Administrators of Utah's program, federal HIP- Utah, met Monday with the governor's office and the state's insurance commissioner to consider how to respond to the federal proposal, which they say would shift risk for cost overruns to the state.

"The [U.S. Department of Health and Human Services] gave us a bit of a surprise," said Sally Burns, associate director of federal HIPUtah, which is administered by SelectHealth. "They have been allocating money to states to pay for claims but now want to cap costs."

Utah has until Wednesday to respond, she said.

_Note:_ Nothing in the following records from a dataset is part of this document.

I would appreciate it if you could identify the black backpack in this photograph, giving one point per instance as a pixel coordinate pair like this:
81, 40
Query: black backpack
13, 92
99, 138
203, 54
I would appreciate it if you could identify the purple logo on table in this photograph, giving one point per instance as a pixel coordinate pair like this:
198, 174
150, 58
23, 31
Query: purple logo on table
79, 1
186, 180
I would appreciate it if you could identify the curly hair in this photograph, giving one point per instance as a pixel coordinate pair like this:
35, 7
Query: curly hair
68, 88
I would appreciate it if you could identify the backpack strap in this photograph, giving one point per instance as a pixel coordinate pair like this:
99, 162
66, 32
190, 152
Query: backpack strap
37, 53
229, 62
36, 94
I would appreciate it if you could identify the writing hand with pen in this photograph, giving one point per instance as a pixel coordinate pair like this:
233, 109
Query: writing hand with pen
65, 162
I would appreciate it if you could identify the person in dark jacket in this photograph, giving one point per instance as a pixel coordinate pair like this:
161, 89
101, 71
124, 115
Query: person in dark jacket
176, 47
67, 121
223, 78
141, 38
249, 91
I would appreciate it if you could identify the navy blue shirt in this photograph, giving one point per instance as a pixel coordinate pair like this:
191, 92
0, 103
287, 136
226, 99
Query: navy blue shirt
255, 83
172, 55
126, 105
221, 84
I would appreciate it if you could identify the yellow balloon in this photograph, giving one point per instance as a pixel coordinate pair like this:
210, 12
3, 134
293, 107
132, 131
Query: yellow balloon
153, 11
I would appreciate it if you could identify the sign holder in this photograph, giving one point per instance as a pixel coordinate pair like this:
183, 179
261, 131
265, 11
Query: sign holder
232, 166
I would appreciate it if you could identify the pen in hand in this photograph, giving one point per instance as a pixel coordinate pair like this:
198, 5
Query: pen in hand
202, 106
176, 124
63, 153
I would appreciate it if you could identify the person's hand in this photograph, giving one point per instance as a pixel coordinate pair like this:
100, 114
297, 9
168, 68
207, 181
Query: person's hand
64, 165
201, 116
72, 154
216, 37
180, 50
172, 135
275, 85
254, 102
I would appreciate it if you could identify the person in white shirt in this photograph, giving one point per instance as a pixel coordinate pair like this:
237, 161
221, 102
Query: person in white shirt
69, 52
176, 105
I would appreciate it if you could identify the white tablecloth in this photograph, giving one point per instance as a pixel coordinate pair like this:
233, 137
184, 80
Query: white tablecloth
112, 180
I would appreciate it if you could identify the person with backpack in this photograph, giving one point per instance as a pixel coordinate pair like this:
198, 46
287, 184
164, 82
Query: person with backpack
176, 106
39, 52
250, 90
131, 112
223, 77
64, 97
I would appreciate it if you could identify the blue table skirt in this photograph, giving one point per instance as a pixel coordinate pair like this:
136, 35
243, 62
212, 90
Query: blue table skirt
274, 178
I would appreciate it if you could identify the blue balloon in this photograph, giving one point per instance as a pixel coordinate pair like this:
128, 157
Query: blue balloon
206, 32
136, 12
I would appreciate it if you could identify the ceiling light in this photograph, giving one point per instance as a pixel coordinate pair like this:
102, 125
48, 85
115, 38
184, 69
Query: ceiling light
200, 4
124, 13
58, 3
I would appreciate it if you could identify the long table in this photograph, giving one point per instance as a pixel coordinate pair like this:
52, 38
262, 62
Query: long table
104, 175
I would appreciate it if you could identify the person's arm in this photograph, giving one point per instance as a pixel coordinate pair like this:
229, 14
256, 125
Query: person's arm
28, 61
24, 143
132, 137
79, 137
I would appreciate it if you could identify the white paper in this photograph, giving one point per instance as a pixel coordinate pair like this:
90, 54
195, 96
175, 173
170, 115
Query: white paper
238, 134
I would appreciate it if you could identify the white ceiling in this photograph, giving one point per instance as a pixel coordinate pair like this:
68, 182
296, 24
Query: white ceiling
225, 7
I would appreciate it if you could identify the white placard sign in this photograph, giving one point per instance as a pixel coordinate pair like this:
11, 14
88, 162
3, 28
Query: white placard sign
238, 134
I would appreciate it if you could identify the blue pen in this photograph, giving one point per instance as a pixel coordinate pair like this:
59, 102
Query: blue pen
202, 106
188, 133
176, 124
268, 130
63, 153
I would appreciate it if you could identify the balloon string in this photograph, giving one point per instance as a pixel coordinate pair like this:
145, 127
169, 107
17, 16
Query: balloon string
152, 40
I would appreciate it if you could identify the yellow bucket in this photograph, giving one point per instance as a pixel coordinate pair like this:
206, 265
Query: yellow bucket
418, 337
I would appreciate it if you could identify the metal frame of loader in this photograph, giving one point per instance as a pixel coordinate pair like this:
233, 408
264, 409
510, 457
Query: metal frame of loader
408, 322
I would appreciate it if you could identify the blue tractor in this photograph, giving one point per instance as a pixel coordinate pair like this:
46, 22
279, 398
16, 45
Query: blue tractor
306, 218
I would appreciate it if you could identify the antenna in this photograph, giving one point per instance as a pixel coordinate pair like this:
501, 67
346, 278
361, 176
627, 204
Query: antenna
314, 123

The program was designed under Obamacare as a stop-gap for the uninsurable, to last until Jan. 1, 2014 when insurers will be prohibited from turning down people with pre-existing health conditions.

But funding for the $5 billion program is running out, because enrollees — many of them with expensive chronic conditions such as diabetes and cancer — proved costlier than expected. FederalHIPUtah spends $7.50 on care for every $1 it collects in premiums from beneficiaries and already requires hefty monthly premiums from clients.

Obama did not ask for any additional funding for the program in his latest budget, and a Republican bid to keep the program going by tapping other funds in the health care law failed to win support in the House last week, according to The Associated Press.

To ensure there's enough money to pay claims for existing beneficiaries, federal officials halted enrollment in March. The program covers 100,000 Americans nationally and 1,300 Utahns.

None of these beneficiaries are at risk of losing coverage prior to their moving to a private health plan in January 2014, which they'll purchase on health exchange marketplaces.

"If we don't assume the risk, the feds will assume administration of the program effective July 1," said Burns. "But if that happens enrollees could have disruption in continuity of care. Benefits could change for members. There is some uncertainty for this high-cost population."

Burns wouldn't put a dollar figure on the proposed cap, saying only "there is not a huge gap between what [federal officials] are proposing and our [spending] projections."

But there's little incentive for states to assume risk, which would put them in the political hot seat for any cost-cutting measures to stay under budget.

In a letter last week to Health and Human Services Secretary Kathleen Sebelius, state officials said they were "blindsided" and "very disappointed" by the federal proposal. "We are concerned about what will become of our high risk members' access to this decent and affordable coverage," wrote Michael Keough, chairman of the National Association of State Comprehensive Health Insurance Plans.

States and local nonprofits administer the program in 21 states, and the federal government runs the remaining plans.

"Enrollees also appear to be at risk of increases in both premiums and out-of-pocket costs that may make continued enrollment cost prohibitive," added Keough, who runs North Carolina's program. He warned of "large-scale enrollee terminations at this critical transition time."

The crisis is surfacing at a politically awkward time for the Obama administration, which is trying to persuade states to embrace a major expansion of Medicaid under the health care law, notes the AP. It may undercut one of the main arguments proponents of the expansion are making: that Washington is a reliable financial partner.

States are free to accept or reject the Medicaid expansion, and the new problems with the stopgap insurance plan could well have a bearing on their decisions.

The Associated Press contributed to this report.